Dalam konteks ekonomi, status nasional berfungsi sebagai sinyal kebijakan (signaling theory) kepada pasar.

Hal ini memengaruhi persepsi risiko wilayah, respons sektor asuransi, keputusan investasi, dan keberlanjutan proyek pembangunan.

Dimensi paling krusial dalam penetapan status ini adalah dimensi fiskal, yang sering luput dari perhatian publik.

Penetapan status nasional menempatkan APBN sebagai penanggung risiko fiskal utama dan membuka ruang untuk belanja darurat, realokasi lintas kementerian, serta potensi tekanan terhadap defisit.

Menurut literatur Fiscal Risk Management (Brixi dan Schick, 2002; Cevik dan Huang, IMF, 2018), bencana adalah contingent liabilities, yaitu kewajiban fiskal bersyarat yang bisa menjadi beban aktual ketika negara mengambil keputusan tertentu.

Karena itu, negara harus bersikap selektif dan rasional.

Tidak semua bencana besar harus langsung berstatus nasional jika masih bisa ditangani dengan dukungan BNPB, APBD, dan APBN secara terukur.

Negara tidak otomatis menanggung seluruh kerugian bencana kecuali ketika memilih untuk mengeskalasi status menjadi nasional.

Ketika status ditingkatkan, contingent liabilities berubah menjadi kewajiban fiskal aktual, sehingga keputusan ini menuntut kehati-hatian tinggi, bukan sekadar simbol keberanian.

Dalam konteks ini, kehati-hatian Presiden lebih tepat disebut sebagai policy restraint — yaitu sikap menahan eskalasi status formal sambil tetap memberikan intervensi substantif melalui pengerahan TNI–Polri, logistik nasional, bantuan sosial, dan program rekonstruksi.

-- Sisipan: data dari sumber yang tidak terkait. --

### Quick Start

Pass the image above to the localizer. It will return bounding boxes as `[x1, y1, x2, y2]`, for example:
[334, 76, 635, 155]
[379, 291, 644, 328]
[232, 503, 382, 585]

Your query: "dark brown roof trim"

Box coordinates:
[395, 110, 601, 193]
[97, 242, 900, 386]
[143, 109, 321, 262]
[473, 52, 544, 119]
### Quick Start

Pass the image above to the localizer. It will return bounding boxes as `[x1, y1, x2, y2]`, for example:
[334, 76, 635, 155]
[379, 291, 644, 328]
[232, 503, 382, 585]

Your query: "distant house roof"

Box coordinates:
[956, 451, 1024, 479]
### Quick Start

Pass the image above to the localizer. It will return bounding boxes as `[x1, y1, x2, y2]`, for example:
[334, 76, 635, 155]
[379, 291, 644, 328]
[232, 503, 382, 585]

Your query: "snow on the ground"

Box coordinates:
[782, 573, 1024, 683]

"Keberanian kepemimpinan modern tidak diukur dari kecepatan memberi label, melainkan dari kemampuan menimbang risiko jangka pendek dan panjang secara rasional dan berbasis bukti," ungkapnya.

Menuju Kebijakan Bencana yang Rasional dan Berbasis Bukti

Dua agenda mendesak perlu diperkuat ke depan.

Pertama, komunikasi kebijakan kebencanaan kepada publik harus diperjelas, agar masyarakat memahami bahwa tidak adanya status nasional tidak berarti negara absen.

Kedua, dibutuhkan indikator objektif dan transparan dalam menetapkan status bencana, berdasarkan dampak sosial-ekonomi dan risiko fiskal, bukan tekanan opini sesaat.

Bencana adalah keniscayaan ontologis yang akan terus terjadi.

Yang membedakan negara kuat dan negara rapuh adalah cara pengambilan keputusan strategis — apakah berdasarkan emosi atau pengetahuan.

Pada akhirnya, di sinilah bencana, negara, dan rasionalitas kebijakan bertemu: bahwa riset, nalar akademik, dan kepemimpinan berbasis bukti harus menjadi fondasi kebijakan publik Indonesia di masa depan.